# Looking For Grouper



## GatorDoc (Jul 22, 2008)

Looking for some help on where to get into some grouper. Is going out to the edge the place or are they starting to move in closer to some of the public numbers, not looking for any specific numbers just some areas to troll around and find some good bottom. Any and all help is greatly appreciated. Thanks!

GatorDoc


----------



## recess (Oct 8, 2007)

what kind of boat are you running, range ,and most important electronics. All makes a big diffrence on where all of us can point you. TIM


----------



## Telum Pisces (Sep 27, 2007)

About December to February they will be in closer in greater numbersaround some public spots. I got most of my grouper within 8 miles of the beach during that time from last year. They are starting to move in based on what I am seeing on my dives. But they are still very skittish and staying in their holes. And the number of them are not high right now yet.


----------



## GatorDoc (Jul 22, 2008)

Tim,

I am running a 20 foot Grady White with a Mercury200 hp motor. 80 gallon tank. Have a Garmin 305c GPS and Lowrance X96 fish finder. I was looking at possibly headin gout near Paradise Hole, The Edge, or even Green's Hole. Thanks for the help. 

Ed


----------



## rauber (Oct 10, 2007)

hey i fished paradise hole 3 times this summer and got 2 nice groupers. i guess just check that area out, now after it doesnt see so much pressure anymore.



good luck


----------



## recess (Oct 8, 2007)

Live bottom is where i would point you trysler grounds are from 16 to 25 miles most everything is live bottom around go to the mbt divers website for numbers for trysler #s put out some trolling plugs and watch you your bottom machine between #s just remember most live bottom areas dont mark up big , it is just lots of little spikes , that area is very much worth your time investigating.

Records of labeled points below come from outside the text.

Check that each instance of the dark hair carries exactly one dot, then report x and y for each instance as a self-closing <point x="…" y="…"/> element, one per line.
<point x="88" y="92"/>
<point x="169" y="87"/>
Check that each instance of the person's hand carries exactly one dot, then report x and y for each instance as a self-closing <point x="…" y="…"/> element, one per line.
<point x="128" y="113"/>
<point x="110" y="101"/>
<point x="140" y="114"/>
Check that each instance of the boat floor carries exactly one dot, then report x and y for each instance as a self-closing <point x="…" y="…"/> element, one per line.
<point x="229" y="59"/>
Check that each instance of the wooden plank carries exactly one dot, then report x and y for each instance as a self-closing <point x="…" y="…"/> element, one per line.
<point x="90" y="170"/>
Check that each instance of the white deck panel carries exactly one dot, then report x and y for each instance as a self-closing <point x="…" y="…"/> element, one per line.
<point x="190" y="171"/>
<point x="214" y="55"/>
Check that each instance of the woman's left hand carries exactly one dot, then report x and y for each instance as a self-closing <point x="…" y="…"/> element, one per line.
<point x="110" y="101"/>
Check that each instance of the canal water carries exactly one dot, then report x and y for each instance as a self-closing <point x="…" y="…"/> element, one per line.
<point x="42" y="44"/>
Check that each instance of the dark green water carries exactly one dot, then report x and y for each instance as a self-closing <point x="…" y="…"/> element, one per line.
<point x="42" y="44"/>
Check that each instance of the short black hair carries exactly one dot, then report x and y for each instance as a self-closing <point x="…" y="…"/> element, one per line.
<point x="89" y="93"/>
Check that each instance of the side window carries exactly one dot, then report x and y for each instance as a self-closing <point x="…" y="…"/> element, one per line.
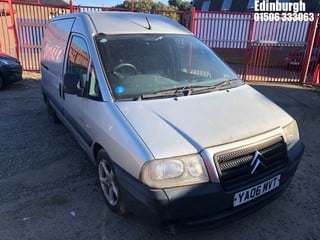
<point x="78" y="61"/>
<point x="93" y="89"/>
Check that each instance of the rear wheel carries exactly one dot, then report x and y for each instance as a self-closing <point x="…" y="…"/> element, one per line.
<point x="52" y="113"/>
<point x="109" y="184"/>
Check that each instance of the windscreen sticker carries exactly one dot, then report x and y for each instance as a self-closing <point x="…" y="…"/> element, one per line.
<point x="120" y="89"/>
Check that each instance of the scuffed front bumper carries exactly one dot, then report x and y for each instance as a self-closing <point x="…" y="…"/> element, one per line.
<point x="199" y="206"/>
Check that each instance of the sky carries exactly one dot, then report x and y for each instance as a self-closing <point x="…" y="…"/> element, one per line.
<point x="104" y="3"/>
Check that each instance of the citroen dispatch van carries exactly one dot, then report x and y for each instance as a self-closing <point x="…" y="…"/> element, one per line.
<point x="175" y="134"/>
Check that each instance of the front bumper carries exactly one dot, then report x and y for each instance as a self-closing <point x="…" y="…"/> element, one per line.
<point x="199" y="206"/>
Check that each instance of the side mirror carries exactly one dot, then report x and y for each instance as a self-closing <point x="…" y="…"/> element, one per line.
<point x="70" y="84"/>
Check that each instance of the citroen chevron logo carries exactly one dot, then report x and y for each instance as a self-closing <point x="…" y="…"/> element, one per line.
<point x="256" y="161"/>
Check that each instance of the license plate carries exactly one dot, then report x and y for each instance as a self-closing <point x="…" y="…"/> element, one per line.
<point x="256" y="191"/>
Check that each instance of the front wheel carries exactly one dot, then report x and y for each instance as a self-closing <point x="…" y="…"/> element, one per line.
<point x="109" y="184"/>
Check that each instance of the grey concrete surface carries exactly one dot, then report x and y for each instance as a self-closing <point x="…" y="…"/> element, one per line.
<point x="49" y="190"/>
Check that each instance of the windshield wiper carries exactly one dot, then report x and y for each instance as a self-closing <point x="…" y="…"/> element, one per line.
<point x="218" y="86"/>
<point x="186" y="90"/>
<point x="174" y="92"/>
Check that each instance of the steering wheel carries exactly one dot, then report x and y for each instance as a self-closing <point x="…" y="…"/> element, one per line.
<point x="123" y="70"/>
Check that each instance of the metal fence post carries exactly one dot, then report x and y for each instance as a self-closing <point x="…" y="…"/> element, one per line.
<point x="309" y="48"/>
<point x="248" y="49"/>
<point x="192" y="24"/>
<point x="13" y="28"/>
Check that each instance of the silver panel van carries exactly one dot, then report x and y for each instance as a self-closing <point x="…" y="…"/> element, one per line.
<point x="176" y="136"/>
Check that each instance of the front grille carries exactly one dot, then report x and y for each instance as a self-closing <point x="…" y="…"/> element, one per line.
<point x="235" y="169"/>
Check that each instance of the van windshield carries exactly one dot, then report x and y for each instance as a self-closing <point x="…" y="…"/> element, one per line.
<point x="149" y="66"/>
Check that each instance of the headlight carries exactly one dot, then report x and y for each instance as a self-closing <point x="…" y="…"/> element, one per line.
<point x="174" y="172"/>
<point x="291" y="134"/>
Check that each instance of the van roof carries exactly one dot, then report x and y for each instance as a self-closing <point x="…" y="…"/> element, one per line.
<point x="130" y="23"/>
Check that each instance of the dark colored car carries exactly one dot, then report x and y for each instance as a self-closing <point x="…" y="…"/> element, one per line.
<point x="10" y="70"/>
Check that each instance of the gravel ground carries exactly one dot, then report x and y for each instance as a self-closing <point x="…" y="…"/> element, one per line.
<point x="49" y="190"/>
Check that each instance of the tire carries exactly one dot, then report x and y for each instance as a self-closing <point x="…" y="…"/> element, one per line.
<point x="52" y="114"/>
<point x="109" y="184"/>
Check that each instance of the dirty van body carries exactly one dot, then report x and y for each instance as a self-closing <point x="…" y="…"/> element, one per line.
<point x="175" y="134"/>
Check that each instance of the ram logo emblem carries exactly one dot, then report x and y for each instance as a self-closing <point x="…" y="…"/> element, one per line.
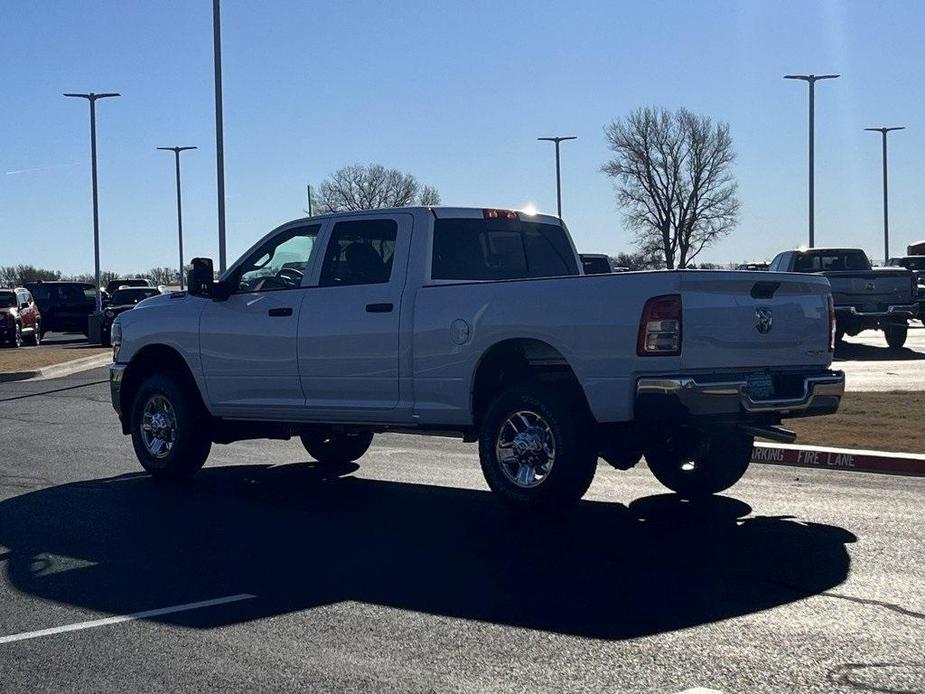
<point x="763" y="320"/>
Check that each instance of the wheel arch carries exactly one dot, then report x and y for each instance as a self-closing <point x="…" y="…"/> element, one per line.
<point x="154" y="358"/>
<point x="514" y="360"/>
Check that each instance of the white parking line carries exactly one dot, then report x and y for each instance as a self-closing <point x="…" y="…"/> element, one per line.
<point x="92" y="624"/>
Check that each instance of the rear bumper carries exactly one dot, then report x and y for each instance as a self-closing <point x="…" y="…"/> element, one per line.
<point x="725" y="396"/>
<point x="902" y="311"/>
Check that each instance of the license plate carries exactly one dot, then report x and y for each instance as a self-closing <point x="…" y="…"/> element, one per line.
<point x="760" y="386"/>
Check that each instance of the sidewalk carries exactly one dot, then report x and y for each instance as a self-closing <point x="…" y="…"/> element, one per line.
<point x="65" y="368"/>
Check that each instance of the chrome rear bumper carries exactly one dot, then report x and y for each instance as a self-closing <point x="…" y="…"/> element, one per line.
<point x="667" y="397"/>
<point x="901" y="311"/>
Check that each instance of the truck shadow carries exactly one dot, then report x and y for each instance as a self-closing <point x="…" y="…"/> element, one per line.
<point x="853" y="351"/>
<point x="298" y="538"/>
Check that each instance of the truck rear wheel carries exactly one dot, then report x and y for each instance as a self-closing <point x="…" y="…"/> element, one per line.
<point x="329" y="448"/>
<point x="715" y="462"/>
<point x="169" y="431"/>
<point x="896" y="335"/>
<point x="536" y="447"/>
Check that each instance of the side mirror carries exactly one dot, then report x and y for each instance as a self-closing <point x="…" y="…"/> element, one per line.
<point x="200" y="278"/>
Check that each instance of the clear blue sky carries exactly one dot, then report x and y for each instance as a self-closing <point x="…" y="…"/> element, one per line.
<point x="455" y="92"/>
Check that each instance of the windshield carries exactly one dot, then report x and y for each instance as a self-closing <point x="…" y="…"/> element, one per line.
<point x="132" y="296"/>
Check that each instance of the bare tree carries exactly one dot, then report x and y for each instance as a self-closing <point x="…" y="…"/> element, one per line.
<point x="672" y="176"/>
<point x="371" y="186"/>
<point x="162" y="275"/>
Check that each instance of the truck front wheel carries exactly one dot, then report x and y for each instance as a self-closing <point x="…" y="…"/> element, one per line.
<point x="330" y="448"/>
<point x="169" y="433"/>
<point x="896" y="335"/>
<point x="536" y="447"/>
<point x="701" y="465"/>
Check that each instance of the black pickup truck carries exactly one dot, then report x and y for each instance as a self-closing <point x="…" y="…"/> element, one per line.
<point x="866" y="298"/>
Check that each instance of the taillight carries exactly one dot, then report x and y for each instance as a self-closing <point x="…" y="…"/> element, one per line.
<point x="660" y="327"/>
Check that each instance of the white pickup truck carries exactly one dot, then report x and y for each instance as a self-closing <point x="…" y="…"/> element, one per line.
<point x="477" y="323"/>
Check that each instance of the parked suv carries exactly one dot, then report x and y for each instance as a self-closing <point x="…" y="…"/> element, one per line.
<point x="65" y="306"/>
<point x="20" y="318"/>
<point x="113" y="285"/>
<point x="122" y="300"/>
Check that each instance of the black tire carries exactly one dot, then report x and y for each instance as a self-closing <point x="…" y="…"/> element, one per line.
<point x="719" y="462"/>
<point x="190" y="443"/>
<point x="563" y="420"/>
<point x="896" y="335"/>
<point x="334" y="448"/>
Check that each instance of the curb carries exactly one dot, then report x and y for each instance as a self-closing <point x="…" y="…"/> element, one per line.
<point x="850" y="460"/>
<point x="58" y="370"/>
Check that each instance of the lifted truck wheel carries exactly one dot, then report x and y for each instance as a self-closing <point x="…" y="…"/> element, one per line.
<point x="896" y="335"/>
<point x="536" y="447"/>
<point x="169" y="432"/>
<point x="696" y="465"/>
<point x="330" y="448"/>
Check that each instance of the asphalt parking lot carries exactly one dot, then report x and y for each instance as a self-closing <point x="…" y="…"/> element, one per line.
<point x="405" y="575"/>
<point x="870" y="365"/>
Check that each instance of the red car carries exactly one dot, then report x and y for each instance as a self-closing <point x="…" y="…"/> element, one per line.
<point x="20" y="319"/>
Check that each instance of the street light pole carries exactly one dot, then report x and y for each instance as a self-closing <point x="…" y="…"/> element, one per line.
<point x="811" y="81"/>
<point x="557" y="140"/>
<point x="886" y="209"/>
<point x="219" y="129"/>
<point x="176" y="151"/>
<point x="92" y="98"/>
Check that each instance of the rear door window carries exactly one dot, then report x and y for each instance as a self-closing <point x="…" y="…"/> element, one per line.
<point x="359" y="252"/>
<point x="499" y="249"/>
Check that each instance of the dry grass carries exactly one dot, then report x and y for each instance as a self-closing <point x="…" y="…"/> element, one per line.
<point x="872" y="421"/>
<point x="33" y="358"/>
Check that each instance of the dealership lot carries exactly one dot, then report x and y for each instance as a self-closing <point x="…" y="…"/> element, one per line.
<point x="870" y="366"/>
<point x="405" y="575"/>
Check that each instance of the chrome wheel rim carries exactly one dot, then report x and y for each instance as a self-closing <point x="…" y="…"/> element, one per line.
<point x="525" y="448"/>
<point x="158" y="426"/>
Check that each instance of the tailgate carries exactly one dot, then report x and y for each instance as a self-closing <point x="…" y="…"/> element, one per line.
<point x="872" y="291"/>
<point x="754" y="320"/>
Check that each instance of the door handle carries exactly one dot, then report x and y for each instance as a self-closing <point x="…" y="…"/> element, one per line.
<point x="379" y="308"/>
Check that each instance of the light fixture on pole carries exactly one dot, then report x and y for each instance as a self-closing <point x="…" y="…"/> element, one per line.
<point x="557" y="140"/>
<point x="219" y="130"/>
<point x="886" y="207"/>
<point x="811" y="81"/>
<point x="176" y="151"/>
<point x="93" y="98"/>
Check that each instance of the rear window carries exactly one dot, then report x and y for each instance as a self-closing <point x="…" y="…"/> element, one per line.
<point x="499" y="249"/>
<point x="132" y="296"/>
<point x="831" y="261"/>
<point x="595" y="265"/>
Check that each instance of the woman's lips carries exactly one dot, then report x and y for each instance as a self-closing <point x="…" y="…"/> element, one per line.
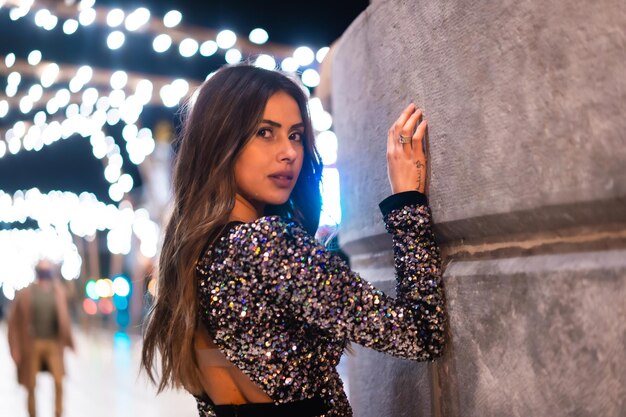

If there is one thing i have learned about fishing grouper in pensacola is that the bigger spots dont always hold the most fish.Live bottom areas are filled with what i call cheese bottom ,little holes in the sea floor that dont mark very well on a bottom machine but the live bottom gives it away usally.Put your time into looking around and it will greatly pay off.I hope this will help. Tim


----------



## recess (Oct 8, 2007)

P.S live bait is a must


----------



## bonita dan (Oct 3, 2007)

Are ya from another planet? Like ole Recess said,live bait is a must during the winter months. Preferably a squirrelfish but some white trout or even a big pinfish will work.


----------



## recess (Oct 8, 2007)

I like the area of the timberholes it is a good live bottom area .But with that said we have fished that area of the timberholes and thoughly i will say . We have scanned it over and have logged away 50-60 #s from there all which we have dropped livies, jigs, cut baits and with not much to show for it.maybe just not the right spot ,baits,tide etc. eveytime i have been there, there has been charter boats within sight and passing by all day. That tells me it gets alot of pressure, We are lucky to see 3 boats all day on the south end of the trylsers. Less pressure usally results in more quality fish. This is only a matter of opinion that i personlly have. Ijust havenever done very well at the timberholes. If you have a good # for there keep it . The only problem is 50 charter boats have them too.Im very confident that we have #sat the trylser groundsthat maybe a handful of people might have.


----------



## Marine Scout (Nov 18, 2007)

"you never know unless you go. "



I like that and oh so true!!!


----------



## GatorDoc (Jul 22, 2008)

Thanks all for the info. I have yet to get out due to work and the uncooperative sea state. Hoping to get out soon. Once I do I will post a report and pics if the fishing pays off. Again thanks for the info.

GatorDoc


----------



## jboweriii (Sep 28, 2007)

out of panama city pass, heading 210, 40 nm out. Live pin fish is working.From last week.


----------